Dataset on Parkinson's disease

In March 2016 Sage Bionetworks released a dataset that captures the everyday experiences of over 9,500 people with Parkinson's disease (press release). The data described in the data paper "The mPower study, Parkinson disease mobile data collected using ResearchKit" was collected via the mPower iPhone app, where participants were presented with tasks (referred to as ‘memory’, ‘tapping’, ‘voice’, and ‘walking’ activities) and asked to fill out surveys.

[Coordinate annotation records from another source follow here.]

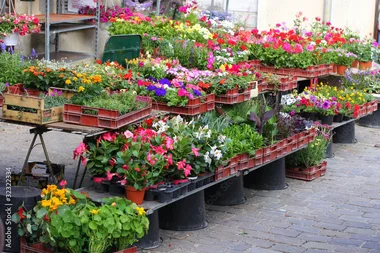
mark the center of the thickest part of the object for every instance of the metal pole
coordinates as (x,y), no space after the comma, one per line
(47,30)
(158,7)
(97,28)
(27,156)
(47,158)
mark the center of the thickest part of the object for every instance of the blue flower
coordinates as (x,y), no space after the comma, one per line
(160,92)
(151,88)
(164,81)
(197,93)
(152,79)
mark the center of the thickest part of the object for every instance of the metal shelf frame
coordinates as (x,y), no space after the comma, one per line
(51,31)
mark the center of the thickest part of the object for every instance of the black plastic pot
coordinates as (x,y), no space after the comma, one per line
(187,214)
(338,118)
(326,120)
(268,177)
(227,193)
(10,201)
(372,120)
(310,116)
(116,189)
(329,150)
(345,133)
(152,239)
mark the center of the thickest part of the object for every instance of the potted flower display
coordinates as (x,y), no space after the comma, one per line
(307,164)
(12,25)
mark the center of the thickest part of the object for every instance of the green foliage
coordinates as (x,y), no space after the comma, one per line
(314,153)
(11,66)
(243,139)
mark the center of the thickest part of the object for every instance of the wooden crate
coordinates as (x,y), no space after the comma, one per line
(36,113)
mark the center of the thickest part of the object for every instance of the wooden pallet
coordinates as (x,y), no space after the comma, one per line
(14,107)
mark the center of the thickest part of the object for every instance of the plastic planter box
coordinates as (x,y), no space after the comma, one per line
(308,174)
(104,118)
(194,107)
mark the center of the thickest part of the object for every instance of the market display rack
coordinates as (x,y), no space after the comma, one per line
(54,24)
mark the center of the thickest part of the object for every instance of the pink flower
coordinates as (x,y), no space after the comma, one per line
(112,162)
(298,48)
(182,92)
(310,48)
(195,151)
(169,142)
(187,170)
(63,183)
(151,160)
(82,148)
(122,182)
(181,165)
(110,175)
(128,134)
(108,137)
(170,159)
(287,47)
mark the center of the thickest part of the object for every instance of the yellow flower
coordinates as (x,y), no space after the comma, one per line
(45,203)
(52,187)
(140,210)
(72,201)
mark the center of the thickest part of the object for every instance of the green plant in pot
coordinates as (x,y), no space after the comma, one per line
(314,153)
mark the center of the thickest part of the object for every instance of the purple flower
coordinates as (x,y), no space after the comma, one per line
(164,81)
(313,99)
(160,92)
(326,105)
(151,88)
(197,93)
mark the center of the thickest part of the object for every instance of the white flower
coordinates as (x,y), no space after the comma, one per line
(207,158)
(221,138)
(218,154)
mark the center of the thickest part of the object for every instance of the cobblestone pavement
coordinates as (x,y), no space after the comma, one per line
(339,212)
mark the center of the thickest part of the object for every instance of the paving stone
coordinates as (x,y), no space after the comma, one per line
(286,248)
(329,226)
(285,232)
(307,229)
(356,224)
(260,250)
(372,245)
(314,238)
(287,240)
(360,231)
(343,241)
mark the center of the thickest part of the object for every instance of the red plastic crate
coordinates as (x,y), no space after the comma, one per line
(105,118)
(189,110)
(308,174)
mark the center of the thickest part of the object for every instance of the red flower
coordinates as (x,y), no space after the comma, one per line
(21,213)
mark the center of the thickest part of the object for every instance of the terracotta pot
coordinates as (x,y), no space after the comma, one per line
(365,65)
(340,69)
(355,64)
(135,195)
(129,250)
(39,246)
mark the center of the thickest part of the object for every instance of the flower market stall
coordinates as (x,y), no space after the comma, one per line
(206,109)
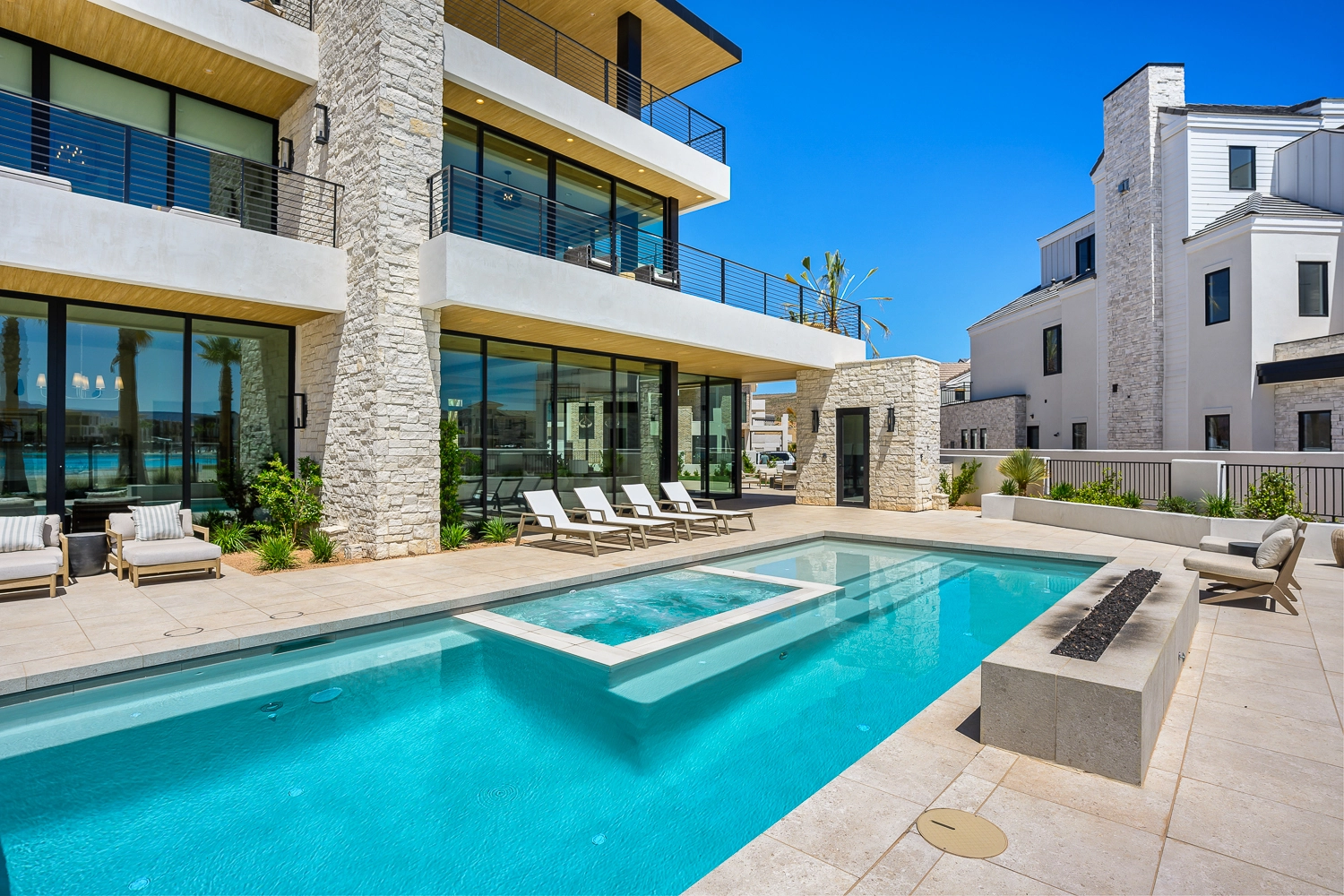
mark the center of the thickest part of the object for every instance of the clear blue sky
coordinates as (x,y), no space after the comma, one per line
(937,142)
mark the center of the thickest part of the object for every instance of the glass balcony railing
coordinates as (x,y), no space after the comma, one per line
(543,47)
(110,160)
(468,204)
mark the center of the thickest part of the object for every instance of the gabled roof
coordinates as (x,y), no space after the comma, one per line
(1266,206)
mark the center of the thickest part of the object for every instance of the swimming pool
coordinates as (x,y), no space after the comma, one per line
(460,759)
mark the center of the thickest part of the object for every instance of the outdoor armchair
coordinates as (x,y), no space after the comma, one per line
(548,516)
(685,504)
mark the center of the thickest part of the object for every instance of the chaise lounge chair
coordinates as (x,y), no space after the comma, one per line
(548,516)
(1268,573)
(642,505)
(599,509)
(683,501)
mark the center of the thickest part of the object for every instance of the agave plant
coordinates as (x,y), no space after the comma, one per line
(1023,469)
(833,288)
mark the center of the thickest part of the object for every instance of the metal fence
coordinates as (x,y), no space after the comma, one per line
(473,206)
(105,159)
(1152,479)
(543,47)
(1319,487)
(297,11)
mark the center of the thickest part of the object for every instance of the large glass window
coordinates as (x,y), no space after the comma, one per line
(518,429)
(124,406)
(1218,297)
(460,402)
(239,409)
(23,390)
(1312,289)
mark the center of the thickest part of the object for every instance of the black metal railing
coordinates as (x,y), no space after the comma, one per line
(1152,479)
(543,47)
(1319,487)
(473,206)
(105,159)
(297,11)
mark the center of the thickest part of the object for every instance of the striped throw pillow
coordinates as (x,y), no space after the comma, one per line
(21,533)
(158,521)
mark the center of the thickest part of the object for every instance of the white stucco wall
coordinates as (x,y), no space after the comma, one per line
(507,80)
(64,233)
(457,271)
(233,27)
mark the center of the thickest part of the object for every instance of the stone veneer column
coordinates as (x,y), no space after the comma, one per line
(902,465)
(1133,246)
(370,374)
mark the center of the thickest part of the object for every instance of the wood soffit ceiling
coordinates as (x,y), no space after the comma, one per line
(510,120)
(679,48)
(691,359)
(88,30)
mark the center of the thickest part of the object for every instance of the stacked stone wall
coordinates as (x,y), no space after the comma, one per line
(902,465)
(1133,245)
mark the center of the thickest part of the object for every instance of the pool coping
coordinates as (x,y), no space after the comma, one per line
(174,657)
(616,656)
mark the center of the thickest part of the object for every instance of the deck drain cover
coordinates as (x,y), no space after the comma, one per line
(961,833)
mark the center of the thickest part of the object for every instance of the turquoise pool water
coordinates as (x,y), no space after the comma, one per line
(636,607)
(460,761)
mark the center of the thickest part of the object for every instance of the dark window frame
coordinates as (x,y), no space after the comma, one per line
(1209,297)
(1059,349)
(1325,290)
(1231,168)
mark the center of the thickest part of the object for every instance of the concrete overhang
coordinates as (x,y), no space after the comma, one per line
(494,290)
(538,107)
(220,48)
(61,244)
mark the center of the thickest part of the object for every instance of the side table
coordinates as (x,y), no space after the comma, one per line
(88,552)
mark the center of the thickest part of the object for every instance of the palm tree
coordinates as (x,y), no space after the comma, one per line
(833,288)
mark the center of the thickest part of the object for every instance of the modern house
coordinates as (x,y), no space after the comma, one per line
(236,230)
(1196,306)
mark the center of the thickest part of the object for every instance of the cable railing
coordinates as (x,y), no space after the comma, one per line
(105,159)
(543,47)
(297,11)
(468,204)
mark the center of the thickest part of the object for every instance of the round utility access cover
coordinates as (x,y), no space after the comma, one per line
(961,833)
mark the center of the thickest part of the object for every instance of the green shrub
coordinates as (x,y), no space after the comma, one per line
(1273,497)
(230,538)
(322,546)
(1062,492)
(960,484)
(1176,504)
(453,536)
(1219,506)
(496,530)
(277,552)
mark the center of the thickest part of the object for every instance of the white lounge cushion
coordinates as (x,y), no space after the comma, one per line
(1215,565)
(29,564)
(1274,549)
(188,549)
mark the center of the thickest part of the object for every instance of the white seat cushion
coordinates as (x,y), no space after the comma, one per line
(168,551)
(29,564)
(1214,565)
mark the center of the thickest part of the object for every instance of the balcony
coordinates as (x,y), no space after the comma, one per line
(527,38)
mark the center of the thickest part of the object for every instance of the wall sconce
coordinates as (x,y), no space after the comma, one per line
(324,125)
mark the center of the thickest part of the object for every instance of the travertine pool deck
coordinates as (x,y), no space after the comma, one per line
(1245,793)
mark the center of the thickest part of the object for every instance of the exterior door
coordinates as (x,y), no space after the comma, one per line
(852,457)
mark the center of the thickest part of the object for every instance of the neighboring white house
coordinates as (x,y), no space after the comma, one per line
(1217,237)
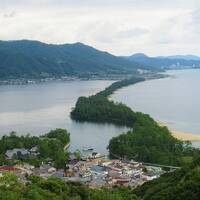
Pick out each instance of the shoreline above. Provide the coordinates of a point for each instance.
(181, 135)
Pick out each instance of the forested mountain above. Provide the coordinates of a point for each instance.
(181, 184)
(171, 62)
(34, 59)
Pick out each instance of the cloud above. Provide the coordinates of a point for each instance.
(9, 14)
(121, 27)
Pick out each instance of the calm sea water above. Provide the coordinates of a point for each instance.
(36, 109)
(174, 100)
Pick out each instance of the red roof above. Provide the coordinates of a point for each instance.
(8, 168)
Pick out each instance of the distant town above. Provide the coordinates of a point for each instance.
(89, 167)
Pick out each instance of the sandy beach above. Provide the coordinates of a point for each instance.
(180, 134)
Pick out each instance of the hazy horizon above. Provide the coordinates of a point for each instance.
(154, 27)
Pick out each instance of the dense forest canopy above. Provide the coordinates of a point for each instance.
(146, 141)
(33, 59)
(182, 184)
(56, 189)
(98, 108)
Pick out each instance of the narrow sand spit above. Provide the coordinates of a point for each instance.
(180, 134)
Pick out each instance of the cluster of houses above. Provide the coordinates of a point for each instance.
(92, 169)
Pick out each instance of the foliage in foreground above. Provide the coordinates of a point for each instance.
(56, 189)
(181, 184)
(50, 147)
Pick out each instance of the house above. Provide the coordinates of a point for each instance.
(44, 170)
(72, 160)
(19, 153)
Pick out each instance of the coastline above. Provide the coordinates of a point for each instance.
(181, 135)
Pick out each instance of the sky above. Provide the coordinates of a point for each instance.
(121, 27)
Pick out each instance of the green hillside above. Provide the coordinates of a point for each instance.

Not everybody agreed to share their data broadly with the research community. Out of 14,684 verified participants 9,520 (65%) agreed to share broadly, the rest split between withdrawing from the study and agreeing to share narrowly with the team only:

Study cohort description
Figure 1: mPower study cohort description. From http://www.nature.com/articles/sdata201611#methods

To provide proper safeguards and to balance sharing and privacy, the research team established a data governance structure. Access is granted to qualified researchers who agree to specific conditions for use, including the following:

  • participants cannot be re-identified
  • the data may not be redistributed
  • findings need to be published in open access venues
  • both participants and research team need to be acknowledged as data contributors
This effort is another example of the newly forming data sharing culture. And it uses Synapse that seems to make sharing easier from both technical and policy perspectives.

Apr 10, 2016

Big data analytics overview

The paper Beyond the hype: Big data concepts, methods, and analytics (2015, International Journal of Information Management, Vol. 35, N 2, pp. 137–144) reviews definitions and analytics techniques of big data and discusses some future developments. The article begins with a chart showing an explosion of publications in the Proquest database, which is quite similar to the chart in our JASIST publication "Big data, bigger dilemmas". Both charts show that 2013 was the year when the term "big data" gained popularity:
"Beyond the hype ..."
"Big data, bigger dilemmas..."
The paper cites Diebold's paper "A personal perspective on the origin(s) and development of “big data”: The phenomenon, the term, and the discipline" to describe the origin of the term "big data":
"... the term “big data … probably originated in lunch-table conversations at Silicon Graphics Inc. (SGI) in the mid-1990s, in which John Mashey figured prominently".
After summarizing aspects of big data that were discussed many times elsewhere (volume, velocity, variety, veracity, etc.), the article provides a useful summary of the types of analytics that are common in big data research:
  1. Text analytics
    • Information extraction
      • Entity recognition
      • Relation extraction
  2. Text summarization
    • Extractive (location and frequency of text units)
    • Abstractive (semantic information)
  3. Question answering
  4. Audio (speech) analytics
    • Transcript-based approach (large-vocabulary continuous speech recognition, LVCSR)
    • Phonetic-based approach
  5. Video analytics
  6. Social media analytics
    • Content-based analytics
    • Structure-based analytics
      • Community detection
      • Social influence analysis
      • Link prediction
  7. Predictive analytics
In conclusion the paper argues for new techniques that would address such issues as the irrelevance of statistical significance, heterogeneity and computational efficiency in big data.